Objective Internal Monitoring Can Improve Trial Conduct, Results

Jul 01, 2014

Editor’s Note: This article is part of a series examining popular peer-reviewed articles from years past called “Peer-Reviews Revisited: Why You Should Read Today.” You can read the other articles in this series here.

Objective internal monitoring can help clinical trial sponsors transform a regulatory mandate into a valuable quality improvement tool. International Conference on Harmonization Good Clinical Practice (ICH-GCP) guidelines and national regulatory bodies such as the Food and Drug Administration, the European Medicines Agency and Health Canada already require sponsors to monitor studies in order to ensure patient safety and data quality. Meeting those regulatory requirements with a robust and objective monitoring systems helps sponsors identify program-specific challenges and design mitigation measures that improve trial quality.

“Monitoring generally results in findings,” said Susan Devine, Senior Manager, Clinical Trials Support Unit, The Hospital for Sick Children, Toronto, Canada. “For example, clinical research in pediatric cancer is conducted in the real life clinical setting, therefore there are few reviews that will not result in deficiencies. An effective monitoring plan acts as the catalyst for change by identifying deficient areas.”
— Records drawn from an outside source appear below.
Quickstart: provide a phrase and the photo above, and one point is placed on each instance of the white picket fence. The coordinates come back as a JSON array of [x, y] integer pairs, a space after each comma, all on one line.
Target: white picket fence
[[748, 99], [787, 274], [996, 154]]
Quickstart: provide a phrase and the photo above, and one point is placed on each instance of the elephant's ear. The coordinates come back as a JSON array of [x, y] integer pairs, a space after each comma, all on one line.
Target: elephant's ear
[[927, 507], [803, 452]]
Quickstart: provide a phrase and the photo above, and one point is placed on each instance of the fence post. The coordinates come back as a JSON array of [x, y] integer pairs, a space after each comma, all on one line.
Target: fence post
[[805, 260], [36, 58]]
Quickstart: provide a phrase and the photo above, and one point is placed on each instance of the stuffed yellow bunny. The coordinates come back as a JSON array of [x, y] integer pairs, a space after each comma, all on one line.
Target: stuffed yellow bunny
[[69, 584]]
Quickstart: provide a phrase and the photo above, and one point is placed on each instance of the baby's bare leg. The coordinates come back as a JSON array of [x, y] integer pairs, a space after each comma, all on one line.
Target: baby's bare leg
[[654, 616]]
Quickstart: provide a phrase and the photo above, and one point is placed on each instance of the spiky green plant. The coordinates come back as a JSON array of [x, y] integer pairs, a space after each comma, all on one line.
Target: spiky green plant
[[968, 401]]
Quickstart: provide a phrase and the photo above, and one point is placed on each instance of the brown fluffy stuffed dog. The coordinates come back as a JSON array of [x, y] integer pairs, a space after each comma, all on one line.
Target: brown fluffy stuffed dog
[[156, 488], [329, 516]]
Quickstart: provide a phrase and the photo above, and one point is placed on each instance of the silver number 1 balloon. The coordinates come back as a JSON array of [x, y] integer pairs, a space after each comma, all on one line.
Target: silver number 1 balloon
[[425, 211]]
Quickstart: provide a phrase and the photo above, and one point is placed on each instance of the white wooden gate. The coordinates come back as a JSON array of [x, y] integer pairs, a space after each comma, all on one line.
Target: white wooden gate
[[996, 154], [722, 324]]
Ms. Devine was lead author on an article describing ways plan sponsors can adapt mandatory monitoring requirements to improve internal trial processes and results. An objective monitoring approach includes four key elements.

  • A standard operating procedure outlines the monitoring plan, expectations, and the proposed action plan to ensure impartiality.
  • A monitoring template with a yes/no response and opportunity for comments ensures objectivity and a consistent approach across the research enterprise.
  • A cyclical monitoring model produces findings that lead to quality improvement plans with  subsequent monitoring to ensure the effectiveness of action plans and identify new deficiencies.
  • A well-documented information dissemination plan ensures that appropriate staff and trial personnel are cognisant of problem areas and that potential improvements are discussed in a multi-disciplinary environment.

“An effective monitoring plan acts to continuously raise the bar of research excellence,” she said. “Objective internal monitoring allows a program to identify deficiencies, recognize opportunities for improvement, and measure success.”